ALERTA: precisa mesmo dizer que tem SPOILERS adiante?

“Vidro” tem tudo para ser o filme mais esquisito do ano. União dos universos dos personagens de “Fragmentado” e “Corpo Fechado”, o suspense de super-heróis durante os 90 minutos iniciais liga o alerta de que M. Night Shyamalan voltou ao seu pior estilo: pretensioso e sem saber qual o real objetivo da história.

Maior exemplo disso é conseguir cansar o público das diversas personas de James McAvoy, afinal, muitas delas não trazem nada novo ao que já vimos nem leva a trama para frente.
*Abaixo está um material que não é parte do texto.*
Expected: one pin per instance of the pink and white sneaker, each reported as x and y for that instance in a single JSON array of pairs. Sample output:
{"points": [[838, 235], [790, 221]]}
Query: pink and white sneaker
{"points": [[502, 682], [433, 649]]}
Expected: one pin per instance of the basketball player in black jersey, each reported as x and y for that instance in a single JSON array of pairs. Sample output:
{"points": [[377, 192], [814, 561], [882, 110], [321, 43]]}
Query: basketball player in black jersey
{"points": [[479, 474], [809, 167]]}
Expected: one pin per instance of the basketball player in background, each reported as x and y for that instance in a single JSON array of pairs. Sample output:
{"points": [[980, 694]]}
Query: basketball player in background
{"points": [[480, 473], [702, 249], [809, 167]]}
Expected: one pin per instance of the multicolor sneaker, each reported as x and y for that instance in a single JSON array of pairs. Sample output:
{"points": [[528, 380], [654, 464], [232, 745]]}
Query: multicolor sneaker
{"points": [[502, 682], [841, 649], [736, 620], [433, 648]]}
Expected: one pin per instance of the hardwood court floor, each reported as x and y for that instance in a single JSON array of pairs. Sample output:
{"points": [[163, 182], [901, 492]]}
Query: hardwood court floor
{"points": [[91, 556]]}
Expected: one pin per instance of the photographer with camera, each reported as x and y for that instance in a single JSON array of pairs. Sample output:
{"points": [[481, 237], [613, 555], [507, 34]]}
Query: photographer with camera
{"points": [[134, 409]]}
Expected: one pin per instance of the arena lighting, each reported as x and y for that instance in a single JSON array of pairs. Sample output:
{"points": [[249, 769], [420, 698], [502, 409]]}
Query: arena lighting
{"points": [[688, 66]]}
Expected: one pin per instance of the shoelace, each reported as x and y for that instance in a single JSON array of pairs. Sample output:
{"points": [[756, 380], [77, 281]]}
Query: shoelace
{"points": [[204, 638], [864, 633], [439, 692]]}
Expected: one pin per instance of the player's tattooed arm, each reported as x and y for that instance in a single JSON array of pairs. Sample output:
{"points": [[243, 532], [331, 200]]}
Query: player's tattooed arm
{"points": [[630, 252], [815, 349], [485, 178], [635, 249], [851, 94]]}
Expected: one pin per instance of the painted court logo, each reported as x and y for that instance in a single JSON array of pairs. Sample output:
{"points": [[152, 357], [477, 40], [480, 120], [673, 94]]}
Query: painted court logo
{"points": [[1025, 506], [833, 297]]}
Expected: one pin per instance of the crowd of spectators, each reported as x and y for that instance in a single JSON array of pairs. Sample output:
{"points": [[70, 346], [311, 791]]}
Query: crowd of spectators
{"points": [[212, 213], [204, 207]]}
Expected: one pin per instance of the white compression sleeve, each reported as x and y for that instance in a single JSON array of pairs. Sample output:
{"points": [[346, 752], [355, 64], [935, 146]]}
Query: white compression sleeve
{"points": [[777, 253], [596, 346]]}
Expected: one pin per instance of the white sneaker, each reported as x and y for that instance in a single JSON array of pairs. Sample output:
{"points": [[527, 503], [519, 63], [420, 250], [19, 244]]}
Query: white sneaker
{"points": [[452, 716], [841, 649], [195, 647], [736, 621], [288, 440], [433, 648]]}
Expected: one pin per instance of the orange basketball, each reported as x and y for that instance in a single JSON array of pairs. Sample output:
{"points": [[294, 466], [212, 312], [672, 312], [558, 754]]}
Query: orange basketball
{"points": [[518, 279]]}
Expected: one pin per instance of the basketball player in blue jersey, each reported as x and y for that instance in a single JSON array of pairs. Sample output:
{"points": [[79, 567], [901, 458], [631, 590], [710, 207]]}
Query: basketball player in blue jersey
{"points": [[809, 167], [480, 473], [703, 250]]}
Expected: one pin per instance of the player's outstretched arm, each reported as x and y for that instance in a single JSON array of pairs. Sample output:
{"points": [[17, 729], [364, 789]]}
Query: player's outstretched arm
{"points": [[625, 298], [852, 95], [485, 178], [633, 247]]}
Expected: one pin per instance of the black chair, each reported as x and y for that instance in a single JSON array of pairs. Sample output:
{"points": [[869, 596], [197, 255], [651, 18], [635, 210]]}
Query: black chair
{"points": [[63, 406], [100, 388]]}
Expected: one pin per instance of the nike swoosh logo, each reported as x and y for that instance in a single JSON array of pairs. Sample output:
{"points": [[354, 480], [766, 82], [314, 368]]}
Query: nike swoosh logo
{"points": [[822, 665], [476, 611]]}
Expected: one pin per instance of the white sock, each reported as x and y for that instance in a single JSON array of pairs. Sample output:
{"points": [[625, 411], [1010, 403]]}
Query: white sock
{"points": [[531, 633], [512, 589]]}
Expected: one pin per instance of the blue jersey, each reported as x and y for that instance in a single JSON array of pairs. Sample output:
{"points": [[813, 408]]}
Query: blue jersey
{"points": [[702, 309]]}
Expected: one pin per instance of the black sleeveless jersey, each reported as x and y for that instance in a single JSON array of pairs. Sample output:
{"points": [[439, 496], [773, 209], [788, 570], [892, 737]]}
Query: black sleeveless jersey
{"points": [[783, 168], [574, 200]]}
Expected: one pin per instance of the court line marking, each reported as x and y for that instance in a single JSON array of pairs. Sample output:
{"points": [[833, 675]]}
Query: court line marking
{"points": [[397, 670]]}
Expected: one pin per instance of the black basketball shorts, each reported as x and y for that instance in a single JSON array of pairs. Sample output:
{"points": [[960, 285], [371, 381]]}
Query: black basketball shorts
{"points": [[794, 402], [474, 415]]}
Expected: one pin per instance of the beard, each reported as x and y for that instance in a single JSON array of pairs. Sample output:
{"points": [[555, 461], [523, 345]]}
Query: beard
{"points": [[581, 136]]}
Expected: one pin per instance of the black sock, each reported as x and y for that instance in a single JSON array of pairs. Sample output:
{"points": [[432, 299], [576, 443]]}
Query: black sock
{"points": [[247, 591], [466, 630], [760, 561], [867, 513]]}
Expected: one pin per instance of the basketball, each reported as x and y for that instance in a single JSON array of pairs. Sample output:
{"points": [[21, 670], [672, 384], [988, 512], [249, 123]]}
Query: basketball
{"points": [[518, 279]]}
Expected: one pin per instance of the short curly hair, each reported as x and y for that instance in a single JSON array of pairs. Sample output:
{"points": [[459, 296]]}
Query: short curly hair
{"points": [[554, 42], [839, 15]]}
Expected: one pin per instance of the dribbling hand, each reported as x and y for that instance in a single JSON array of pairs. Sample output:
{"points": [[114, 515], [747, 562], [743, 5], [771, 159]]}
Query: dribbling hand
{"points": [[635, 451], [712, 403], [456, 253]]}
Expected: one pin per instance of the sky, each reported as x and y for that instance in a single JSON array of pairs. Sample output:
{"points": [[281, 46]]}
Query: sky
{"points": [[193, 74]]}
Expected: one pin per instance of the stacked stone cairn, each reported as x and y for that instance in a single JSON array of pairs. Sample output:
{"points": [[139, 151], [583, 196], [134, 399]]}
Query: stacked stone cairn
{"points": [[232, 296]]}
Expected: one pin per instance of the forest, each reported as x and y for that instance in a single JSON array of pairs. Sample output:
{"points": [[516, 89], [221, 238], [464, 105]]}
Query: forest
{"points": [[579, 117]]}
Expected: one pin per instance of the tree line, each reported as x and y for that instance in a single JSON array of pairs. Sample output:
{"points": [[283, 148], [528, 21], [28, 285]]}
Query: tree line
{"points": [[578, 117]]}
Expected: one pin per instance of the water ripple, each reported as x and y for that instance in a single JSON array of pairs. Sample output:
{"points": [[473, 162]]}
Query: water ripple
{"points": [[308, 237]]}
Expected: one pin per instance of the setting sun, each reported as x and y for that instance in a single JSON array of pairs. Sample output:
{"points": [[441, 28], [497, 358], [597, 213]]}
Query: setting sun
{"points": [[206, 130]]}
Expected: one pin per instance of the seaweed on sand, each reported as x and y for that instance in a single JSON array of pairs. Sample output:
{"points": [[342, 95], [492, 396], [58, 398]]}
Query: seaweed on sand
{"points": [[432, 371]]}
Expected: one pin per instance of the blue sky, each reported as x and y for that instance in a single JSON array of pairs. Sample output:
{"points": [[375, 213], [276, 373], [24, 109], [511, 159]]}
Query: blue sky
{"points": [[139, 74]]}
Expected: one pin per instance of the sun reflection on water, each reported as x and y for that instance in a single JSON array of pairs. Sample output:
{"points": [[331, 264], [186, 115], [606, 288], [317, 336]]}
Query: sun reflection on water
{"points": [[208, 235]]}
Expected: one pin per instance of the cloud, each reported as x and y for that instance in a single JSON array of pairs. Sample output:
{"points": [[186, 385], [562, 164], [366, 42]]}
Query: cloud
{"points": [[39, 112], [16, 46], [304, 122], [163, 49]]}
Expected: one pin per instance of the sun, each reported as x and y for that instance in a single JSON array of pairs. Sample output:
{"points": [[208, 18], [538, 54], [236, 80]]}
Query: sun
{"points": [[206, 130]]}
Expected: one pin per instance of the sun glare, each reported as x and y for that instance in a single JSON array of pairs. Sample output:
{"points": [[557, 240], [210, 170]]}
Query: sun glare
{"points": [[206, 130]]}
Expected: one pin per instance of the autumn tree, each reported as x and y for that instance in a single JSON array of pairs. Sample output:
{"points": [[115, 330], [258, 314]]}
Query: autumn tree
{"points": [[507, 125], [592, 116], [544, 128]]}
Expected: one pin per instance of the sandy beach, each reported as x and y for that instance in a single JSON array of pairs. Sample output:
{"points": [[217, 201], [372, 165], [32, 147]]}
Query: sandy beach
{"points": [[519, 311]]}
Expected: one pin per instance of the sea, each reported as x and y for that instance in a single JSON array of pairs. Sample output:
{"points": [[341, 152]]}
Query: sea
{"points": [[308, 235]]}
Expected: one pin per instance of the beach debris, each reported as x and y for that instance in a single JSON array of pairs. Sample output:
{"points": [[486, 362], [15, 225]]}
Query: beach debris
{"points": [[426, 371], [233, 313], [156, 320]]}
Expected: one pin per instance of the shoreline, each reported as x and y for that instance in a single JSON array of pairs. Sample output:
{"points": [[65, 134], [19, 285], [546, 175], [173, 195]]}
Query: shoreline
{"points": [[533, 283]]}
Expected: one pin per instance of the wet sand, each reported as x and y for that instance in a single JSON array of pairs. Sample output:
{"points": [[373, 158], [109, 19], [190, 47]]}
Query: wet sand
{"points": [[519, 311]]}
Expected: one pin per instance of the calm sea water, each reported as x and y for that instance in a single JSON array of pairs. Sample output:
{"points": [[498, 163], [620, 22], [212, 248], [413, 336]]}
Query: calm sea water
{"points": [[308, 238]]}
Mas, posso citar também Bruce Willis apagado, toda a trama envolvendo Samuel L. Jackson demorando demais para engrenar, Sarah Paulson robótica e por aí vai.

Admito que a decepção de ver como dois filmes tão bons resultava em uma chatice interminável e sem sentido de existir se abateu em mim. O que, entretanto, Shyamalan faz na reta final de “Vidro” é fascinante. Não que eu tenha fica satisfeito plenamente – toda a ideia de mitologia dos HQs contida na trama está mal trabalhada, soando confusa diversas vezes e as cenas de ação são terrivelmente filmadas.

Por outro lado, três aspectos do final de “Vidro” merecem destaques:


Final Fora da Expectativa do Público

A regra número 1 de Hollywood é entregar aquilo que o público espera. Ele pode até se surpreender com um ou outro aspecto, mas, no geral, a ideia é não inventar muito. Dentro desta lógica, o conceito do final feliz é uma peça-chave da engrenagem do entretenimento, pois, oferece uma sensação de satisfação ao consumidor para que ele volte diversas vezes.

Mesmo quando finge arriscar, tal procedimento é feito dentro de uma margem de segurança. Vamos pegar, por exemplo, “Vingadores: Guerra Infinita”: Thanos estala o dedo e “mata” Pantera Negra, Homem-Aranha, Soldado Invernal, os Guardiões da Galáxia. Seria um final catastrófico, mas, sabemos muito bem que o futuro do Universo Marvel depende exatamente destes personagens, o que torna o impacto do momento menos chocante para o público pela certeza da reversão. O lançamento recente do trailer de “Homem-Aranha: Longe de Casa” corrobora esta sensação de bem-estar aos fãs.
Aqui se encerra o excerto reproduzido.